I grew up in a small town. I moved here from a slightly larger town, one with chain supermarkets and an actual mall. Despite this, I still did my grocery shopping at a locally-owned market, the kind where high school kids helped carry out your bags, there was a single butcher on duty, and your spaghetti sauce options numbered about 12, instead of the 48 you see in a Publix or Giant Eagle or Kroger's or (insert regional supermarket chain here).
I loved my market, but the thing I loved most about it was Fat Tuesday. Why?
Pączki are traditional Polish doughnuts. Pączki is the plural form of the word pączek in Polish, but many English speakers use paczki as singular and paczkis as plural.A pączek is a deep-fried piece of dough shaped into a flattened sphere and filled with plums or other sweet filling. A traditional filling is marmalade made from fried rose buds. Fresh paczki are usually covered with powdered sugar, icing or bits of fried orange zest. Pączki have been known in Poland at least since the Middle Ages. Jędrzej Kitowicz has described that during the reign of the August III under influence of French cooks who came to Poland at that time, pączki dough baked in Poland has been improved, so that pączki became lighter, spongier, and more resilient.

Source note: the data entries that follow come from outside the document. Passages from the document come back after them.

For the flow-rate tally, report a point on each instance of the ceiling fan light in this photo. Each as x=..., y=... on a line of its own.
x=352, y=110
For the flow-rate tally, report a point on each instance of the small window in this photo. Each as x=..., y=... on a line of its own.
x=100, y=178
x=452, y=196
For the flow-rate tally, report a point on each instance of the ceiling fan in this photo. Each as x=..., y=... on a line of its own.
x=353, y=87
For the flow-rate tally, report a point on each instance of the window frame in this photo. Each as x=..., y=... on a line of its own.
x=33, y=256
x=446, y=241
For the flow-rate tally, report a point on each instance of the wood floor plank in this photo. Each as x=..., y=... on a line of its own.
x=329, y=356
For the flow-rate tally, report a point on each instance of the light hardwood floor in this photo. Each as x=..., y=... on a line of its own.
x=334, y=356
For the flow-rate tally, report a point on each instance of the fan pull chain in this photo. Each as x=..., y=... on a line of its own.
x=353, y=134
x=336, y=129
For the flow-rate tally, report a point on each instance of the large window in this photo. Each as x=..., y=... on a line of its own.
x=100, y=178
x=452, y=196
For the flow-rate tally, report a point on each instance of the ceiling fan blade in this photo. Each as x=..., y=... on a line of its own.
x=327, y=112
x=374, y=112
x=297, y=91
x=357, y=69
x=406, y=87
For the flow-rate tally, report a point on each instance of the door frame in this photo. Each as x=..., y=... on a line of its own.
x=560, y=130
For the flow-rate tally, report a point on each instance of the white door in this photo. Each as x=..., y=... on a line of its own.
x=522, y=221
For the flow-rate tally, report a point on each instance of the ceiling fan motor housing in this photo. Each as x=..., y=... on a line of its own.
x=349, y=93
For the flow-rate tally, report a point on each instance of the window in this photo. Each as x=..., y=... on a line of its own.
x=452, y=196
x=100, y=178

If you're not Polish, and didn't grow up in the Midwest or another Polish enclave, then you've probably never tasted the sheer goodness that is paczki (POONCH-key!). Seriously, it's the most amazingly succulent item a human being can place into her mouth. Like most Fat Tuesday traditions (though it's actually a Shrove Thursday tradition somewhat corrupted in America) it celebrates the fasting of Lent by using up all the sugar, lard, and butter in the house. Inject some jelly doughnut filling (plums are traditional, but my market only made a few boxes of that variety; my favorite was raspberry) and you have a giant, 1000+ calorie meal that puts anything Krispy to shame.

LOOK AT THAT GOODNESS!!!
Anyway, they come five to a box, and you're strongly advised not to eat any more than two in a single day, though I know some hardcore guys from Chicago who can put down a whole box in one sitting. I'm hoping paczki make their way to the professional eating circuit soon, because it would immediately end the careers of the Joey Chestnuts and Eater X-es of the world.
There's only one place I know of in the area that has them, and it's down in St. Petersburg. I have far too much to attend to today to get down there, but if you read this, and live in St. Pete, head by Ruta Polish Bakery on Central Ave. They might not have any for sale -- it's one of those "put your orders in six months in advance" products -- but if they do, you will thank me later. Your scale or diet or significant other will not. But you, my friend, oh my goodness. You will.
Oh, and there's something political going on today.

What I will miss most about Cleveland are the ethnic treats like Pączki. This is my first Pączki-less Mardi Gras in at least five years.